Auf einmal ist da diese Mail in meinem Postfach. Ein paar Zeilen Schreibmaschinenfont, „Join Ello“ steht darunter. Ello ist das neueste soziale Netzwerk. Die Eintrittskarte bekommt nur, wer von Mitgliedern eingeladen wird. Ello ist minimalistisch, ohne Zwang zum Klarnamenprofil und vor allem: ohne Werbung. 30.000 Neuanmeldungen pro Stunde verzeichnet das Netzwerk im Moment. Und es positioniert sich als das neue Anti-Facebook.
Schon wieder, denkt man. Seit einigen Jahren schießen in regelmäßigen Abständen Facebook-Alternativen an die Netzoberfläche – wie Diaspora oder App.net. Die Aufmerksamkeit ist erst groß und dann ebenso schnell wieder vorüber. Nach einem halben Jahr dümpelt jede der Alternativen mit einem kleinen, großteils inaktiven Nutzerschwarm ziellos durchs Internet.
Vielleicht liegt es daran, dass wir uns über die Jahre langsam, aber beständig bei Facebook eingekauft haben. Der Nutzer hat investiert. Jetzt scheitert er jedes Mal aufs Neue an den Wechselkosten. Facebook hat das, was Wettbewerbsstrategen einen First-Mover Advantage nennen. Sie waren die Ersten oder – mit Blick auf Myspace – zumindest die Besten in der ersten Runde.
Als siegreicher First-Mover ist Facebook im Besitz des wertvollsten Kapitals sozialer Netzwerke: Nutzer. Über 1,3 Milliarden sind es mittlerweile. Und mit steigender Nutzeranzahl steigt auch der Nutzen des Netzwerks selbst. Ein Account allein ist sinnlos. Bei Zehntausenden mag es vielleicht ein nettes Nischenprodukt sein. Aber 1,32 Milliarden aktive Accounts sind unschlagbar. Der Nutzer trägt mit jedem Post dazu bei. Der Wert, den wir dem Netzwerk geben, ermutigt Nicht-User, auch einen Account anzulegen. Und wir erstellen mit unseren Texten und Bildern eine Chronik, ein bisschen wie die Kupfergelddose auf dem Küchenschrank. Jeden Tag landen ein paar Cent drin.

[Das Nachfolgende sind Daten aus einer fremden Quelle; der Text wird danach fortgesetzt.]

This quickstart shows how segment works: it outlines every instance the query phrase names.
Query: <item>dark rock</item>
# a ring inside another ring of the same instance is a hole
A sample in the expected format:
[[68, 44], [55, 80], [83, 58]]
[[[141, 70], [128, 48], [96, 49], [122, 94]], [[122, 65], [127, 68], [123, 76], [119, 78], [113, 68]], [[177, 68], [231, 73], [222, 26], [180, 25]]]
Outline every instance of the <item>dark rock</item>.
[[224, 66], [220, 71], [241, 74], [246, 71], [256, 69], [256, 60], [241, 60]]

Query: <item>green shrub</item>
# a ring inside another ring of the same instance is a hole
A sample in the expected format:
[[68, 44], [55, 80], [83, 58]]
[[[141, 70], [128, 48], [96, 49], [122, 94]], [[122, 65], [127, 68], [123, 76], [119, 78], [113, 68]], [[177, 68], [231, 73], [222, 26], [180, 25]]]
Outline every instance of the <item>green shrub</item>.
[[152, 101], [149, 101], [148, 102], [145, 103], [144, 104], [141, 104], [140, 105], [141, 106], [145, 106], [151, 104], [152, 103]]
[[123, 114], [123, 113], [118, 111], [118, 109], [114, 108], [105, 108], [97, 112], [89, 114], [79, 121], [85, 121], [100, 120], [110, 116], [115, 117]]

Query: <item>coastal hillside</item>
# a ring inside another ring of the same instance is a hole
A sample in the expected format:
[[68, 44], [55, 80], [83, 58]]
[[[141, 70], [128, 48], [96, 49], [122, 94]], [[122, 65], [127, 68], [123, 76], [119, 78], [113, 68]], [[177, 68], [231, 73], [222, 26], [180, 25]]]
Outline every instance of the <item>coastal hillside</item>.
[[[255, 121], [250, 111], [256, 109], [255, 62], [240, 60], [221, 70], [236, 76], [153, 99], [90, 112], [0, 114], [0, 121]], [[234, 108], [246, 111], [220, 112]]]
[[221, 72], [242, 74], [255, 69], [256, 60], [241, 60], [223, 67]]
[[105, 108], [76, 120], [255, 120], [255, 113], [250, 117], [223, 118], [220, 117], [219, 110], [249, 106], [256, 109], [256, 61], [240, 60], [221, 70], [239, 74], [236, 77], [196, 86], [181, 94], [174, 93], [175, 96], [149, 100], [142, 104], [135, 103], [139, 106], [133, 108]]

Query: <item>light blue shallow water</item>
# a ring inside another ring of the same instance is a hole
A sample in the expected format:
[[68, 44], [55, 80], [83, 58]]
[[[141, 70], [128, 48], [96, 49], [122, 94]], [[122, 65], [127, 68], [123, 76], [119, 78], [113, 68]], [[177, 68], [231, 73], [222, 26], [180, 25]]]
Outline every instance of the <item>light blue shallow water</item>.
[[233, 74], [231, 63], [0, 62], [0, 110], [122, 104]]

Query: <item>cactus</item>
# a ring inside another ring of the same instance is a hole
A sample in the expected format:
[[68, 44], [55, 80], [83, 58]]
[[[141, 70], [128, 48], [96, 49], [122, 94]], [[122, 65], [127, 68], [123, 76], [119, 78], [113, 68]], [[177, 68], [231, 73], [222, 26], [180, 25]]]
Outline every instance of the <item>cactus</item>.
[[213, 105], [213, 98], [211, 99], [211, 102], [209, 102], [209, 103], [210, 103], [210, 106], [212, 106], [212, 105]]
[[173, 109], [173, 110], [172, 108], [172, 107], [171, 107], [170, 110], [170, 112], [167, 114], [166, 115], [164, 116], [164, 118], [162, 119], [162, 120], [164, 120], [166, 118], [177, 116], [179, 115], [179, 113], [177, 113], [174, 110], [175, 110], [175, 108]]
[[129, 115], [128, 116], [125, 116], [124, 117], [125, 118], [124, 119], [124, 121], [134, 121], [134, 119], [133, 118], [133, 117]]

Die kritische Masse, die sich trotzdem lieber von Facebook lösen würde, ist aber ebenfalls groß. Laxer Datenschutz und immer mehr Werbung haben dazu geführt, dass viele sich nach einer sicheren, werbefreien Alternative sehnen. Der Preis, den der Nutzer für einen Wechsel zahlen muss, sind aber 1,32 Milliarden Kontakte sowie Einträge und Erinnerungen. Eine stolze Summe für Werbefreiheit und Pseudonyme. Vielleicht ist aber gerade das der Grund, Ello nicht einfach nur als weiteren Versuch abzutun. Vielleicht muss man gnadenlos auf jeden Zug aufspringen – je mehr Leute springen, desto geringer werden die Kosten. 30.000 neue Nutzer pro Stunde sind ein guter Anfang.
Kommentare 4
Ich hab mich vor 2 Tagen eingetragen - bisher aber noch keine Einladungs-Email erhalten. :)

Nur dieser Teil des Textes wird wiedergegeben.